Sidebar 4: 2005 SOI Awards: Foodservice 3rd PlaceThe past couple of years have seen parents take an increased interest in the foodservice offerings available to their children at school. With health concerns and obesity issues being the primary focus, soft drinks have borne the brunt of parental wrath, but foods have been under siege as well. Realizing the increased attention to cafeteria healthfulness, not to mention the government's increased attention to whole grains in this year's revised Dietary Guidelines, ConAgra Foods (Omaha, Neb.) made a strong demand of its developers--develop the first whole-grain pizza targeted for school lunches. The result would be The Max Whole Grain Pizza, delivering a full serving of whole grains and a proven taste equivalency measured by child taste testing--in addition to a percent consumption analysis in a school feeding study conducted by a major university. Effectively, it would double children's consumption of whole grains in a product they already love.

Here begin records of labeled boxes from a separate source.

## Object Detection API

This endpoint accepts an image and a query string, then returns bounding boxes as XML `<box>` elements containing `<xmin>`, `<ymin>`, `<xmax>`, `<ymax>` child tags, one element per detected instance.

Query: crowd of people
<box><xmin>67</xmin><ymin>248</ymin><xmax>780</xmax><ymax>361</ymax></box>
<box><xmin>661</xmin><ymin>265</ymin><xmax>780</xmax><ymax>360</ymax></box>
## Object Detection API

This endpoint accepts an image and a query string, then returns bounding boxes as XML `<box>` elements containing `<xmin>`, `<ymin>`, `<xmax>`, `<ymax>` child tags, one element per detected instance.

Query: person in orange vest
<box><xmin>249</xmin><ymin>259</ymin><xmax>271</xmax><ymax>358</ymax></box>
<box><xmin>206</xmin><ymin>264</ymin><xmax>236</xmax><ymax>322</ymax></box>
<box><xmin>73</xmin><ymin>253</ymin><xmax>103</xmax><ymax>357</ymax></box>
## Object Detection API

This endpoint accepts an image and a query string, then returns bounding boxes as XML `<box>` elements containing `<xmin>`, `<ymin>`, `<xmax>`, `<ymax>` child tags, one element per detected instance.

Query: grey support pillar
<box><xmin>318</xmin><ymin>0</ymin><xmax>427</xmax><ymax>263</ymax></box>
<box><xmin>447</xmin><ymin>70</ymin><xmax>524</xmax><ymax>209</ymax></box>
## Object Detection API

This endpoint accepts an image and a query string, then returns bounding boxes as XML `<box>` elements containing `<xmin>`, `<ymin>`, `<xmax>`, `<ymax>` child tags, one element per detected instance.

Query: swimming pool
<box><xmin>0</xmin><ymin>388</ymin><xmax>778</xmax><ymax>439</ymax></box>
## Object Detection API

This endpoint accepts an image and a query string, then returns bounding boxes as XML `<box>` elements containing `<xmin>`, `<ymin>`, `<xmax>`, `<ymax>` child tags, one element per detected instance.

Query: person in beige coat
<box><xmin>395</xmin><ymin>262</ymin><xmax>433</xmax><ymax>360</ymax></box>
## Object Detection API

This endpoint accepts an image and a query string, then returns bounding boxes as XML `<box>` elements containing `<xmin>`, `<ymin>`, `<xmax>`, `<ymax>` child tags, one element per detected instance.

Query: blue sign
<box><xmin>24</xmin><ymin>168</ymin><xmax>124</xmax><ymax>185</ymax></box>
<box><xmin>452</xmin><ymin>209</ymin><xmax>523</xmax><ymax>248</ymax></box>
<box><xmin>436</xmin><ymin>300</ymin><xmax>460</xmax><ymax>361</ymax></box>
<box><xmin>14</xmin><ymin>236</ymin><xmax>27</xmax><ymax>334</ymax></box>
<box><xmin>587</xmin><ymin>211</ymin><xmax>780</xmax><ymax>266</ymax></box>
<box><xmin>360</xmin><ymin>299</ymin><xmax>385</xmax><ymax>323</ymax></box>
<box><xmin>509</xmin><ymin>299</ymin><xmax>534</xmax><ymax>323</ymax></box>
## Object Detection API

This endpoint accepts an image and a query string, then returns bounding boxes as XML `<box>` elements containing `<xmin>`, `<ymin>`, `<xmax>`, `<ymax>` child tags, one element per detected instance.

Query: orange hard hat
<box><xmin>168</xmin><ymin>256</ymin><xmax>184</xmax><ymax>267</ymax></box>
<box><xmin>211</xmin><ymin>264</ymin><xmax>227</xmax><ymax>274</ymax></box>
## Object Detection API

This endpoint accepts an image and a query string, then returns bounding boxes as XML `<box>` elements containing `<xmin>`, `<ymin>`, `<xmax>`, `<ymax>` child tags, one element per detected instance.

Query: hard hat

Creating the product at ConAgra would be a unique multifunctional team of grain technologists, nutrition scientists, school lunch product development and marketing, sensory scientists and ingredient engineers. These individuals would combine “to change the company's current operating paradigm, to allow a new whole-grain pizza dough to meet and exceed current constraints on processing, sensory, stability, logistics and value,” explains Susan Waltman, senior director of nutrition science and strategy with ConAgra. Rapid foodservice development timelines would serve to complicate matters further, but these were much needed to have new capital approved and a successful launch this year, she notes.
Pizza may be the more famous of The Max line, but ConAgra Foodservice also took a whole-grain approach to Hispanic foods available in school cafeterias with El eXtremo, a line of whole-grain burritos and chimichangas, both of which also are made with the Ultragrain whole-wheat flour.